Ostermontag 2026: Ein bedeutender christlicher Feiertag mit Tradition
Der Ostermontag, der am 6. April 2026 stattfindet, bildet den feierlichen Abschluss der Osterzeit im christlichen Kalender. Als gesetzlicher Feiertag in ganz Deutschland genießt dieser Tag besondere Bedeutung sowohl im religiösen als auch im gesellschaftlichen Leben.
Die religiöse Bedeutung des Ostermontags
Im Zentrum der Osterfeierlichkeiten steht die Auferstehung Jesu Christi, die laut christlichem Glauben den Sieg über den Tod symbolisiert. Der Ostermontag schließt die Reihe der Osterfeiertage ab, die mit Gründonnerstag beginnt und über Karfreitag, Karsamstag und Ostersonntag verläuft. Besondere Aufmerksamkeit verdient die biblische Erzählung aus dem Lukasevangelium, in der zwei Jünger auf dem Weg nach Emmaus dem auferstandenen Jesus begegnen, ihn zunächst nicht erkennen und später die frohe Botschaft unter den Gläubigen verbreiten.

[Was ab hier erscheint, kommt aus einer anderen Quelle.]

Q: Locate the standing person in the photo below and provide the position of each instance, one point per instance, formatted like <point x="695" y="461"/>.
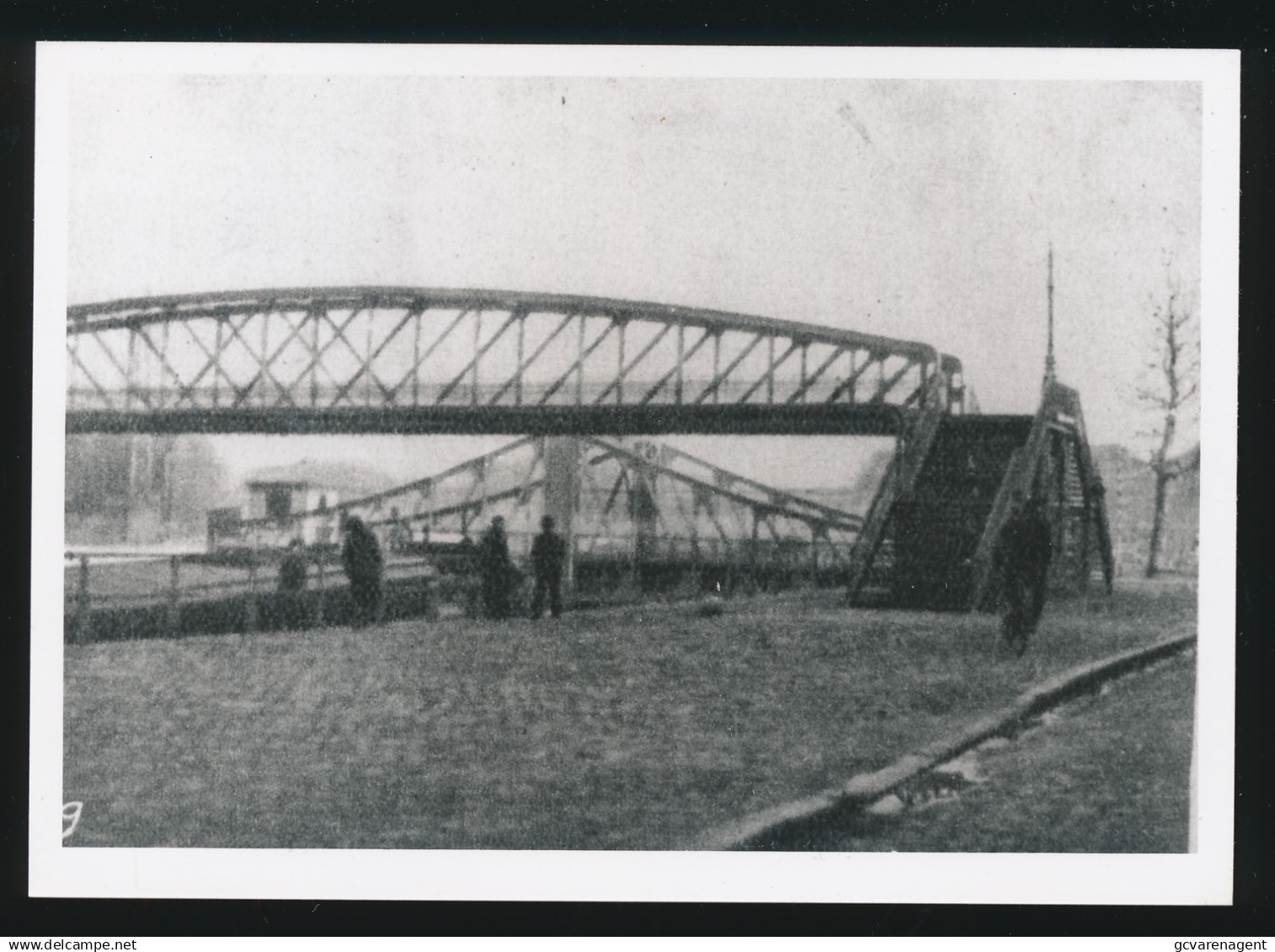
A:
<point x="496" y="569"/>
<point x="548" y="555"/>
<point x="361" y="557"/>
<point x="1022" y="553"/>
<point x="292" y="582"/>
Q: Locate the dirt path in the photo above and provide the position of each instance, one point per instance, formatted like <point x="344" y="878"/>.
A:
<point x="1106" y="773"/>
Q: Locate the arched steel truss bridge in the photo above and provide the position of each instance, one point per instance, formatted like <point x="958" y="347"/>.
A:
<point x="445" y="361"/>
<point x="429" y="361"/>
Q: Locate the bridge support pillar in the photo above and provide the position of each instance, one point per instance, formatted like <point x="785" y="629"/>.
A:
<point x="561" y="491"/>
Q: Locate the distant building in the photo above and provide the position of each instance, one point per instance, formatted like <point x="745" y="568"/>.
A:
<point x="299" y="500"/>
<point x="282" y="503"/>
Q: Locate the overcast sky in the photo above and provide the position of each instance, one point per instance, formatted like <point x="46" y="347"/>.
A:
<point x="913" y="210"/>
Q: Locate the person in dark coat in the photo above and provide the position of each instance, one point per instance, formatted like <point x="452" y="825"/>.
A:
<point x="496" y="569"/>
<point x="361" y="556"/>
<point x="548" y="556"/>
<point x="1022" y="553"/>
<point x="292" y="582"/>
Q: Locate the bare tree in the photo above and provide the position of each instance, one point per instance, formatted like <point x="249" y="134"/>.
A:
<point x="1176" y="370"/>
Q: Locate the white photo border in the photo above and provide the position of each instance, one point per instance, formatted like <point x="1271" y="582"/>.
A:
<point x="1193" y="878"/>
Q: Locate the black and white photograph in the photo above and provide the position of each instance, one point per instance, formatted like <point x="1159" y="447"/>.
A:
<point x="634" y="473"/>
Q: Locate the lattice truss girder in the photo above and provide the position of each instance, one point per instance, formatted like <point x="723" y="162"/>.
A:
<point x="724" y="516"/>
<point x="356" y="348"/>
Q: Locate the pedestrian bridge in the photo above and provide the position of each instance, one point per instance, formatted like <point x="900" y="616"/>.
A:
<point x="464" y="361"/>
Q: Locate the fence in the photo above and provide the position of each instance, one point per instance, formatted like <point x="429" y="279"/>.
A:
<point x="121" y="595"/>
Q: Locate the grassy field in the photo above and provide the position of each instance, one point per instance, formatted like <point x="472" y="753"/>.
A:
<point x="637" y="728"/>
<point x="1107" y="774"/>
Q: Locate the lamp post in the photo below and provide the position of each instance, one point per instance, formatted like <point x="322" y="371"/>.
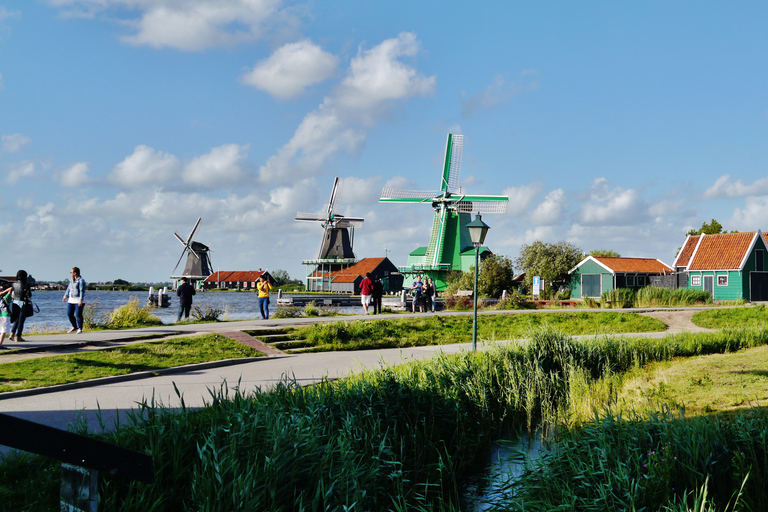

Terminberechnung und arbeitsrechtlicher Status
Der Ostermontag folgt stets auf den Ostersonntag, der wiederum am ersten Sonntag nach dem ersten Frühlingsvollmond gefeiert wird. Der kirchlich festgelegte Frühlingsbeginn am 21. März dient dabei als Referenzpunkt. Als gesetzlicher Feiertag unterliegt der Ostermontag zwar der Hoheit der Bundesländer, ist jedoch bundesweit anerkannt. Arbeitnehmer, Schüler und Kindergartenkinder haben generell frei, wobei Ausnahmen für systemrelevante Berufe im Gesundheitswesen, bei Notdiensten und in der Gastronomie gelten. Die meisten Geschäfte und Supermärkte bleiben geschlossen.
Historische Entwicklung der Arbeitsruhe
Die heutige arbeitsfreie Zeit am Ostermontag geht auf eine wesentlich längere Tradition zurück. Ursprünglich erstreckte sich die Osterruhe vom Palmsonntag bis zum Weißen Sonntag. Im Hochmittelalter verkürzte sich diese Periode bis zum Mittwoch nach Ostern. Papst Urban VIII. legte 1642 schließlich die Tage von Ostersonntag bis Dienstag als arbeitsfrei fest, wovon der Ostermontag als letzter Rest dieser Regelung erhalten blieb.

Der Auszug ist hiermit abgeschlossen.